FOTOGRAF: HATİCE ÇİNAR
atv'de yayınlanan Şahin Tepesi dizisinin kilit karakterlerinden Leyla Tanlar, pırıl pırıl bir genç kız. İtalyan Lisesi yıllarında, 15 yaşındayken başladığı oyunculukta yaşına göre epey yol katetmiş biri. Şimdilerde Koç Üniversitesi öğrencisi. Hâlâ durmadan çalışıyor, yaşıtları hayatın tadını çıkarırken, o setlerde ter döküyor. Sete yakın bir yerde buluşuyoruz Leyla Tanlar ile. Neşeli, keyifli bir halde geliyor mekana. İşte size de enerji verecek o sohbet:
FOTOGRAF: HATİCE ÇİNAR
- Henüz 21 yaşındasınız ama sektörde epey ter dökmüşsünüz. Kaç yıldır oyunculuk yapıyorsunuz?
- Lise ikinci sınıfta, 15 yaşımdaydım. 18'ime de sette girdiğimi hatırlıyorum. Geçen hafta doğum günümdü 21'e de sette girdim.
- Ergenlik dönemini sette atlatmışsınız. Zor olmadı mı?
- Zordu gerçekten. Küçük gösteren ve yavaş büyüyen bir ergendim, o dönemlerimdeki işlerime bakınca inanamıyorum. Beş gün sekiz saat okul, üstüne set hayatı... Şimdi üniversite öğrencisiyim, okula ve iş dengesini daha iyi oturtabildim.
- Küçük yaşta bu tempoyu neden istediniz?
- Küçücüktüm, yuva zamanlarında bir temsilde rolüm vardı. Orada gördüğüm ilgi, beğeni içime işledi galiba. Ailem de sanat kökenli...
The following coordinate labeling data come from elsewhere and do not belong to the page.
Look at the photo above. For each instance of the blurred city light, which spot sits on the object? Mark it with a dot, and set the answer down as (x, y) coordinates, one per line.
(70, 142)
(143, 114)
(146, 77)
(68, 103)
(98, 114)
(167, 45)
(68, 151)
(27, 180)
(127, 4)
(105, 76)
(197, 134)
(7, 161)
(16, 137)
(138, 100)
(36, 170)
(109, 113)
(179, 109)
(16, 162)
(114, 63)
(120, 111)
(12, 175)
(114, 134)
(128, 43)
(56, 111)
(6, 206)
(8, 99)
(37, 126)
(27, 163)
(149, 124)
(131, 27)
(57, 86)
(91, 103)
- Ailenizden söz edelim o zaman biraz...
- Büyükbabam nesillerdir İstanbullu. Anne tarafım Selanikli. Babaannem ise levanten bir aileden geliyor. 1800'lerde Saint Antuan Kilisesi'nin freskolarını yapmak için İtalya Pezaro'dan gelen ve burada kalan bir soydan geliyorum. Bazı akrabalarım Floransa'da yaşıyor halen. Babam da resimle çok ilgili asıl işi farklı olmasına rağmen. Sanat hep hayatımızın içindeydi, hep destek gördüm. "Yap da hobi olsun" demediler hiçbir zaman. Bir yandan da oyunculuğa dair hırsıma anlam veremedikleri oluyor. Çünkü zaman çok hızlı geçiyor ve ben her yıl bir şey yapmak zorunda hissediyorum, yoksa bir şeyler kaçırıyormuşum gibi geliyor.
- Özgür hayalleri olan bir genç kızmışsınız...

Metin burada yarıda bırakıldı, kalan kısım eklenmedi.